Key Experimental Results

Main Results — COCO 2014 Zero-shot FID

Method Backbone NFE Trainable Params FID↓ CLIP↑
SD 1.5 U-Net 25 860M 8.78 0.30
DMD2 U-Net 1 860M 12.96 0.30
SiD-LSG U-Net 1 860M 14.27 0.30
Ours (WaDi) U-Net 1 83.8M (9.7%) 10.79 0.31
PixArt-\(\alpha\) DiT 20 610M 8.75 0.32
Ours (WaDi) DiT 1 81.2M (13.3%) 18.99 0.30

Ablation Study — Adapter Type Comparison

Adapter Parameters FID↓ Direction Mean Change
LoRA 120.9M 25.27 0.83%
DoRA 121.2M 26.56 0.55%
DoRA (frozen norm) 120.9M 24.52 0.92%
FT (DMD2) 860.0M 23.30 2.21%
LoRaD 83.8M 20.86 2.89%

Ablation Study — Rank Configuration Impact (COCO 2014)

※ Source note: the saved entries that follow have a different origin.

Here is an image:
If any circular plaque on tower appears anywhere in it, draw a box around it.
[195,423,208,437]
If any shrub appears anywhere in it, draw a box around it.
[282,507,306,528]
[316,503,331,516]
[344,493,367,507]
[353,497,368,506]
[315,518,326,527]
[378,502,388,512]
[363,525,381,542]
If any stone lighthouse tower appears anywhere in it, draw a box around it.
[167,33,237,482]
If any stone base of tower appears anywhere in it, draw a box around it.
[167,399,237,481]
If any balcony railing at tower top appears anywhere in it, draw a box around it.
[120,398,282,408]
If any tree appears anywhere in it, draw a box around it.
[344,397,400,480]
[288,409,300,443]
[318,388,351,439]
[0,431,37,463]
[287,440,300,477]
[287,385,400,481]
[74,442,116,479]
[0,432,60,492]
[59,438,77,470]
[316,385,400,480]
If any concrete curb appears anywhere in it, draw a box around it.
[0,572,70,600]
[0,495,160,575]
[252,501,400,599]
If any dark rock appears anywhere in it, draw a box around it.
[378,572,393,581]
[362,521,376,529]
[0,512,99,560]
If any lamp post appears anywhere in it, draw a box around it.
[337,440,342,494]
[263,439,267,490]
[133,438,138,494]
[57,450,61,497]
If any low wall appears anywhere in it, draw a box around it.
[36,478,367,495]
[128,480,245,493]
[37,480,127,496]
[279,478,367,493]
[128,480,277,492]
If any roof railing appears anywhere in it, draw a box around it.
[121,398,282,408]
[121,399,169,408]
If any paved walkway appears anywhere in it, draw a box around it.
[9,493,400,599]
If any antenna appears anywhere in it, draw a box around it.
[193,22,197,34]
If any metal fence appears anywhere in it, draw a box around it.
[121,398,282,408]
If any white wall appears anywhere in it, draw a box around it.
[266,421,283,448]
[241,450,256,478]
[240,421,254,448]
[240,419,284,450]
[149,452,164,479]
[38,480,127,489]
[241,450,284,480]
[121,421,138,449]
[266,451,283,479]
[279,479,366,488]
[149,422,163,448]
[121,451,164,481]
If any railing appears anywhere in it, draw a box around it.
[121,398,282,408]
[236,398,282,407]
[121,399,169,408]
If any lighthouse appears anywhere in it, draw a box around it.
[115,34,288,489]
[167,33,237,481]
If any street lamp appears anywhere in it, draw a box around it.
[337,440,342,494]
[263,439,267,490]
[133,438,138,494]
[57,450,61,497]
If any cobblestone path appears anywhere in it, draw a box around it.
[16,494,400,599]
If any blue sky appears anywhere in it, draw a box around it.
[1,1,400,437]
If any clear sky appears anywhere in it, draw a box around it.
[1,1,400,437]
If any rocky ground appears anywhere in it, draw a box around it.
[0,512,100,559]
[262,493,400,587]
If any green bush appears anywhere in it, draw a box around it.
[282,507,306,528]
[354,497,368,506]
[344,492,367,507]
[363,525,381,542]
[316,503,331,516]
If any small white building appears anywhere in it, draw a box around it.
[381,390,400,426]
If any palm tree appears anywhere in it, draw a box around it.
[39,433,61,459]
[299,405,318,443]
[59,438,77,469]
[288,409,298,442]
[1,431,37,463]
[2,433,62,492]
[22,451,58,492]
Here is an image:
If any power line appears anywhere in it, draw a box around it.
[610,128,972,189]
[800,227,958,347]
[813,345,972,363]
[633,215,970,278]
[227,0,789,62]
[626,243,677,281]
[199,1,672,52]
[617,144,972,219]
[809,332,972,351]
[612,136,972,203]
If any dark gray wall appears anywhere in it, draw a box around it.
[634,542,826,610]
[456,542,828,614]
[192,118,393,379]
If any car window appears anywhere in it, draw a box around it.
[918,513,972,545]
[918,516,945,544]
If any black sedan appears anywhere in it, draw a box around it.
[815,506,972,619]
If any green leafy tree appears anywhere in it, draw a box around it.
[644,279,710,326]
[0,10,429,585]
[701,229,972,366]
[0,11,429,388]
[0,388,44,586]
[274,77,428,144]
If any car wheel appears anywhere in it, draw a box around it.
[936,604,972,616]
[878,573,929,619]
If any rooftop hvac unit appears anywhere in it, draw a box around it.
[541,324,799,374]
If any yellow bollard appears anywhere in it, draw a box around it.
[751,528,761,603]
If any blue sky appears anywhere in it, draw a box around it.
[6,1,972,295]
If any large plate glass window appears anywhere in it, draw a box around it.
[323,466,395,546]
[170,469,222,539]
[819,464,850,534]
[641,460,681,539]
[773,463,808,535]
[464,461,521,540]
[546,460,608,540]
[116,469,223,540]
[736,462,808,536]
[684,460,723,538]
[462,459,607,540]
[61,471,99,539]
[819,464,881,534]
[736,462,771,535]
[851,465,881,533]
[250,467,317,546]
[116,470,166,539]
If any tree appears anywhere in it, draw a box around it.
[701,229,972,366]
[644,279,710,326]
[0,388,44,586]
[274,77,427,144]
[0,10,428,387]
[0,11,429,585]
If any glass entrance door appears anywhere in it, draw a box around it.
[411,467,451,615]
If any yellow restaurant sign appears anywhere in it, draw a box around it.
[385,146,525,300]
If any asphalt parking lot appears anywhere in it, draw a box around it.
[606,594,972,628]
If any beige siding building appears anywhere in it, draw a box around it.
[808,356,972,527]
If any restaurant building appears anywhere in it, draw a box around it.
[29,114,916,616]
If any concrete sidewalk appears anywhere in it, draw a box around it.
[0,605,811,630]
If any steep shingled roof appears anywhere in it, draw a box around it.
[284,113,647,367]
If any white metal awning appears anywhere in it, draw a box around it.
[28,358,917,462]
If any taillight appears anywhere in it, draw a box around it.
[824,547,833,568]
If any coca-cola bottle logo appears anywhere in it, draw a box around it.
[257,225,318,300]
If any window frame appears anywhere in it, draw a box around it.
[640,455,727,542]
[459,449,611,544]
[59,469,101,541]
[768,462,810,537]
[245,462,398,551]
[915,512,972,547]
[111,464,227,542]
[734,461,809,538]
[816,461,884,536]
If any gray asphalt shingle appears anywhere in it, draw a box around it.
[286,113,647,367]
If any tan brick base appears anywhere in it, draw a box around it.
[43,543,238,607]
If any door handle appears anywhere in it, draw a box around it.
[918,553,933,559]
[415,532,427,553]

Setting Student Rank Student Params Pseudo-model Rank FID↓ CLIP↑
A 64 20.95M 32 13.64 0.30
B 128 41.90M 32 13.16 0.29
C 256 83.80M 32 10.79 0.31
D 512 167.59M 32 12.75 0.30

Key Findings

  • LoRaD achieves the largest direction change (2.89%) and optimal FID (20.86) with the fewest parameters (83.8M vs 860M), perfectly validating the hypothesis that "direction is key to distillation."
  • Rank=256 is the optimal configuration for the student; rank=512 leads to overfitting (FID rose from 10.79 to 12.75).
  • Pseudo-model rank mainly influences fidelity (FID) and has little impact on semantic alignment (CLIP).
  • WaDi can be directly applied to downstream tasks like ControlNet (inference speedup 86%), ReVersion (speedup 89%), and DreamBooth.
  • In a user study, 57 participants consistently rated WaDi superior to existing baselines in image quality and text-to-image alignment.

Highlights & Insights

  • Weight Norm-Direction Decomposition Analysis: The first systematic study of the structure of weight changes in distillation—direction change >> norm change, and direction residuals are low-rank. This provides a new theoretical perspective for distillation.
  • Rotation Instead of Addition: LoRA updates weights via addition \(W + \Delta W\) (changing both norm and direction), while LoRaD uses rotation \(R_{\Theta}W\) to change only direction—making it more precise and efficient.
  • Parameter Efficiency: Achieving results better than full-parameter fine-tuning with only ~10% trainable parameters is highly valuable for resource-constrained scenarios.

Limitations & Future Work

  • The 2D subspace pairing in LoRaD is fixed (odd-even row pairing), which may not be the optimal grouping strategy.
  • Although FID is better than DMD2, the difference in CLIP scores is small, indicating that direction rotation primarily improves image fidelity rather than semantic alignment.
  • The FID gap on PixArt-\(\alpha\) (DiT architecture) remains relatively large (18.99), potentially requiring specialized designs for the DiT architecture.
  • Ablations were only conducted on COCO 2017; more dataset validations are needed.
  • vs DMD2: DMD2 uses FT for distillation; WaDi uses only 10% of the parameters and achieves better FID—by precisely targeting the key variable of distillation (direction).
  • vs LoRA/DoRA: LoRA's additive updates change both norm and direction but provide insufficient direction change (0.83%); DoRA separates the norm but still uses LoRA for direction; LoRaD rotates direction directly, yielding the maximum change (2.89%).
  • vs SwiftBrush: SwiftBrush is also based on VSD but uses FT; WaDi combines VSD + LoRaD, far exceeding it in parameter efficiency.

Rating

  • Novelty: ⭐⭐⭐⭐⭐ The norm-direction analysis perspective is novel; LoRaD design is elegant with strong theoretical motivation.
  • Experimental Thoroughness: ⭐⭐⭐⭐ Covers three backbones, downstream tasks, and user studies; detailed ablations, though dataset coverage could be broader.
  • Writing Quality: ⭐⭐⭐⭐⭐ Motivation analysis is highly persuasive (replacement experiments + SVD analysis); logical reasoning is rigorous.
  • Value: ⭐⭐⭐⭐⭐ Sets a new standard for parameter-efficient distillation; LoRaD is transferable to other fine-tuning scenarios.